Rede von
Konrad
Weiß
- Parteizugehörigkeit zum Zeitpunkt der Rede:
(BÜNDNIS 90/DIE GRÜNEN)
- Letzte offizielle eingetragene Parteizugehörigkeit: (BÜNDNIS 90/DIE GRÜNEN)
Herr Präsident! Meine Damen und Herren! Deutschland ist kein kinderfreundliches Land, schlimmer noch: Unsere Wirklichkeit ist kinderfeindlich. Dieser Feststellung der Bundesministerin für Frauen und Jugend, Angela Merkel, kann ich mich nur anschließen.
Jahr für Jahr sterben Hunderte von Kindern auf Deutschlands Straßen, tausende werden verletzt. Die Antwort der Bundesregierung ist der Bau immer neuer und immer schnellerer Straßen, ist die in Westdeutschland fortdauernde und in Ostdeutschland angestrebte Duldung alkoholisierter Kraftfahrer. Der Verkehrsminister erhält Milliarden für das deutsche Hätschelkind Bundesautobahn und Bundesstraße, aber für 30 Ampeln vor Ostberliner Schulen fehlt das Geld.
Im Namen des Kindes, das vor wenigen Monaten in meiner Straße auf dem Schulweg getötet wurde, im Namen der 554 im vergangenen Jahr getöteten Kinder fordere ich die Bundesregierung zu einer Umkehr ihrer kinderfeindlichen Verkehrspolitik auf.
Wir brauchen keine Luxusstraßen und Luxusautobahnen in Deutschland. Wir brauchen sichere Straßen und Wege und vor jeder Schule eine Ampel.
Millionen Kinder in Deutschland leiden an schweren chronischen Krankheiten, die durch Umweltschäden verursacht sind. Etwa jedes dritte Kind in Deutschland hat heute Probleme mit Allergien; rund 10 % leiden unter Bronchitis. Etwa jedes zehnte Kind hatte schon einen Pseudokruppanfall. Die Zahl der Kinder, die an Ekzemen erkranken, hat sich seit 1975 verdoppelt; gegenwärtig sind es 1,2 Millionen Kinder in Deutschland. Immer mehr Kinder werden mit Mißbildungen geboren, immer mehr erkranken an Krebs. Krebs ist in Ostdeutschland die zweithäufigste Todesursache bei Kindern.

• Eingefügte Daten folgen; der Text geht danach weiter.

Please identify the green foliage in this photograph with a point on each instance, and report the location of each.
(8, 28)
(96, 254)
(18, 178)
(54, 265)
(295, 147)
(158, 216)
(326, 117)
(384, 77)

Die Verseuchung des Trinkwassers in vielen ostdeutschen Städten ist katastrophal. Säuglinge und Kleinkinder sind durch die hohen Schadstoffbelastungen extrem gefährdet. Aber nicht nur die Bitterfelder Giftluft oder das Dresdener Giftwasser sind hier anzuprangern. Auch in Westdeutschland ist die Belastung vielerorts unerträglich hoch. Die Vergiftung von Kindern durch unsere Umwelt ist eine unerträgliche Menschenrechtsverletzung!
Die Antwort der Bundesregierung ist eine Grenzwertpolitik, die der Industrie nicht wehtut, aber für Kinder ein bleibendes Risiko darstellt, sind vorsichtige und allzuoft halbherzige Maßnahmen, die nicht verhindern werden, daß weiterhin Millionen Kinder erkranken, sind Kompromisse, die den Tod von Kindern in Kauf nehmen.
Ich fordere die Bundesregierung auf, den Rüstungsetat dieses Haushalts, der überflüssig ist, um mindestens 10 Milliarden DM zu kürzen und das Geld ausschließlich solchen Maßnahmen zufließen zu lassen, die das Überleben von Kindern in Deutschland ermöglichen.